Tantangan dan Realitas
Bob Azam juga menyoroti penurunan target bauran energi baru terbarukan (EBT) yang ditetapkan sebelumnya. Target awal yang semula 23% kini direvisi menjadi 17-19% menjelang tahun 2025. "Pada akhir 2023, bauran EBT di Indonesia baru mencapai 13,1%. Ini masih jauh dari target yang ditetapkan," ungkapnya. Pencapaian penuh dari aspek renewable energy menjadi isu penting, terutama dalam konteks mencapai target Nationally Determined Contributions (NDC) untuk tahun 2030.
Peluang untuk Insentif
Sementara itu, Direktur Jenderal Energi Baru Terbarukan dan Konservasi Energi (EBTKE) Kementerian ESDM, Eniya Listiani Dewi, menjelaskan bahwa saat ini belum ada pembahasan khusus mengenai insentif untuk kendaraan bioetanol. Ia menyebutkan bahwa meskipun peluang tersebut ada, pelaku industri yang ingin mendapatkan insentif harus berkomitmen untuk membangun ekosistem yang solid dan menarik investasi serupa dengan kendaraan listrik berbasis baterai.
Eniya mengisyaratkan bahwa insentif akan diberikan kepada semua pelaku usaha yang berkomitmen untuk mitigasi iklim dan penurunan emisi. "Skenario-skenario itu mungkin bisa membangun, dan untuk memberikan insentif, tergantung dari dana APBN yang tersedia," ujar Eniya dalam sebuah konferensi di Jakarta. Ini menunjukkan bahwa keberlangsungan program insentif sangat tergantung pada kebijakan pemerintah dan dukungan pendanaan.
Contoh Implementasi dari Negara Lain
Pentingnya mengembangkan ekosistem ini tercermin pada contoh dari produsen otomotif seperti Hyundai yang membangun fasilitas packing baterai di Cikarang, Jawa Barat. Investasi yang dilakukan oleh PT Hyundai Energy Indonesia mencapai sekitar US$60 juta.

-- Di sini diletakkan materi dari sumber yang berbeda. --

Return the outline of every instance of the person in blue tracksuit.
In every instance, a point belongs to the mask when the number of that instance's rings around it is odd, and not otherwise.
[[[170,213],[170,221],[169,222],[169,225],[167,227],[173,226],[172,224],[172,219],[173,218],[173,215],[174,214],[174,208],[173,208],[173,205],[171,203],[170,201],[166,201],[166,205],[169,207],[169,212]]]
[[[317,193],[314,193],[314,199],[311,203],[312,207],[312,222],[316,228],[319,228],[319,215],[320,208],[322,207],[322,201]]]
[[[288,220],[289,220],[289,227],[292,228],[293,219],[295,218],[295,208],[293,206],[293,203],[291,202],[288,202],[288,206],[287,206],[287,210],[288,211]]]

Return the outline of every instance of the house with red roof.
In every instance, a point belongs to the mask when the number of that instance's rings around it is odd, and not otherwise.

Selain itu, PT Indonesia BTR New Energy Material, yang berfokus pada produksi komponen baterai kendaraan listrik, juga menunjukkan semangat investasi yang kuat di Kawasan Ekonomi Khusus (KEK) Kendal, Jawa Tengah, dengan total investasi mencapai lebih dari US$700 juta.
Eniya menegaskan bahwa untuk memberikan insentif bagi kendaraan bioetanol, perlu adanya kejelasan dan kesinambungan dalam pembangunan ekosistem yang solid. Dengan kolaborasi yang tepat, diharapkan insentif tersebut dapat terwujud, dan sistem transportasi berbasis bioetanol dapat berkembang lebih substansial.

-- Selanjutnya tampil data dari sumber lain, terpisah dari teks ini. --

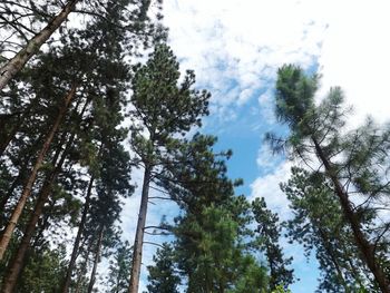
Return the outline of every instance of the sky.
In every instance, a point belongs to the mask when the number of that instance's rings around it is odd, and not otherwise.
[[[264,196],[282,219],[291,215],[279,183],[289,178],[291,163],[272,156],[263,143],[266,131],[285,131],[273,115],[276,70],[296,64],[321,74],[318,100],[340,86],[354,108],[351,127],[367,115],[379,123],[390,110],[390,40],[386,0],[165,0],[164,23],[181,69],[194,69],[197,87],[212,92],[211,116],[202,131],[218,136],[217,147],[233,149],[230,176],[243,178],[237,193],[250,199]],[[142,179],[142,172],[133,175]],[[133,240],[139,189],[128,199],[123,216],[125,237]],[[162,215],[173,217],[170,204],[152,205],[148,225]],[[302,247],[284,245],[294,256],[300,279],[293,293],[314,292],[316,263],[305,260]],[[145,266],[154,247],[144,253]]]

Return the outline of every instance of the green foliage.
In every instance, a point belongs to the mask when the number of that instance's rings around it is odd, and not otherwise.
[[[274,290],[280,284],[292,284],[293,270],[287,268],[292,257],[285,258],[279,244],[282,228],[277,215],[266,208],[263,197],[255,198],[252,203],[252,211],[257,225],[255,228],[257,245],[261,251],[265,252],[269,264],[270,289]]]
[[[18,282],[17,292],[59,292],[61,286],[59,276],[66,271],[65,255],[65,246],[53,251],[46,247],[42,251],[31,252],[23,275]]]
[[[153,256],[154,265],[148,266],[148,293],[178,293],[181,277],[176,272],[175,251],[164,243]]]
[[[108,267],[107,286],[109,293],[127,292],[131,270],[133,253],[129,243],[119,243]]]

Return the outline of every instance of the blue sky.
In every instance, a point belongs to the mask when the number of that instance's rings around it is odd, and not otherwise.
[[[290,163],[273,157],[262,143],[265,131],[285,131],[273,116],[274,80],[283,64],[318,68],[322,75],[318,99],[331,86],[341,86],[355,109],[351,125],[359,125],[368,114],[381,123],[388,119],[389,6],[386,0],[165,1],[164,21],[182,70],[194,69],[197,86],[213,95],[203,131],[218,136],[218,148],[233,149],[230,175],[245,182],[237,193],[251,199],[264,196],[282,218],[289,216],[279,183],[287,179]],[[134,179],[140,178],[142,170],[135,172]],[[128,199],[123,216],[129,241],[138,194]],[[147,221],[157,224],[163,214],[174,216],[176,211],[168,204],[150,206]],[[293,292],[314,292],[315,261],[308,263],[302,247],[285,246],[301,279]],[[146,247],[145,264],[153,253]],[[145,276],[144,270],[142,286]]]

Dari Mobil ke Kebijakan Energi Nasional
Kombinasi antara kebijakan pemerintah yang mendukung, respons positif dari industri otomotif seperti Toyota, dan keterlibatan berbagai pihak akan menjadi kunci sukses implementasi program bioetanol ini. Untuk itu, semua pemangku kepentingan harus bersinergi dalam menciptakan ekosistem yang mendukung peralihan ke sumber energi yang lebih bersih dan berkelanjutan. Sementara sebagian orang memandang lembaga pemerintah dan perusahaan otomotif sebagai pilar utama dalam upaya tersebut, penting juga untuk melibatkan masyarakat, petani, dan komunitas lokal dalam mendukung peralihan ini secara berkelanjutan.

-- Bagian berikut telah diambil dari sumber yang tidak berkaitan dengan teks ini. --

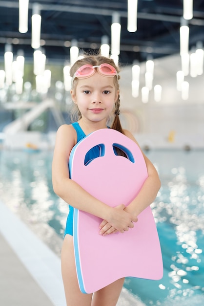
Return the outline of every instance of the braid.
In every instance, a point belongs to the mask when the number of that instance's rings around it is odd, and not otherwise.
[[[119,118],[120,105],[121,101],[120,100],[120,95],[119,95],[118,100],[117,100],[115,104],[115,117],[113,123],[112,124],[111,129],[113,129],[113,130],[116,130],[116,131],[118,131],[121,132],[121,133],[123,134],[124,132],[122,130]]]

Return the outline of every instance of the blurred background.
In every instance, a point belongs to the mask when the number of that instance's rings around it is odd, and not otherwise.
[[[69,66],[83,51],[101,52],[121,67],[124,127],[155,145],[185,145],[187,135],[203,146],[204,5],[185,3],[0,1],[0,131],[68,123]]]
[[[120,67],[122,125],[162,181],[164,275],[127,278],[118,306],[204,303],[204,44],[203,0],[0,1],[0,200],[58,257],[68,208],[51,168],[69,69],[84,52]]]

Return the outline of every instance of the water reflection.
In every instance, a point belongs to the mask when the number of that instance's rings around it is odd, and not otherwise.
[[[151,207],[161,243],[164,276],[154,282],[127,279],[125,286],[147,306],[203,306],[203,153],[150,151],[148,154],[162,184]],[[62,238],[68,207],[52,190],[52,153],[0,152],[0,198],[16,211],[22,213],[26,208],[29,222],[46,223]]]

Kemajuan dalam sektor energi terbarukan dan pengembangan bioetanol ini memerlukan perhatian yang serius dari semua pihak, terutama dalam menjaga keselarasan antara kebijakan yang diambil pemerintah dengan aspirasi industri otomotif dan harapan masyarakat untuk lingkungan yang lebih baik.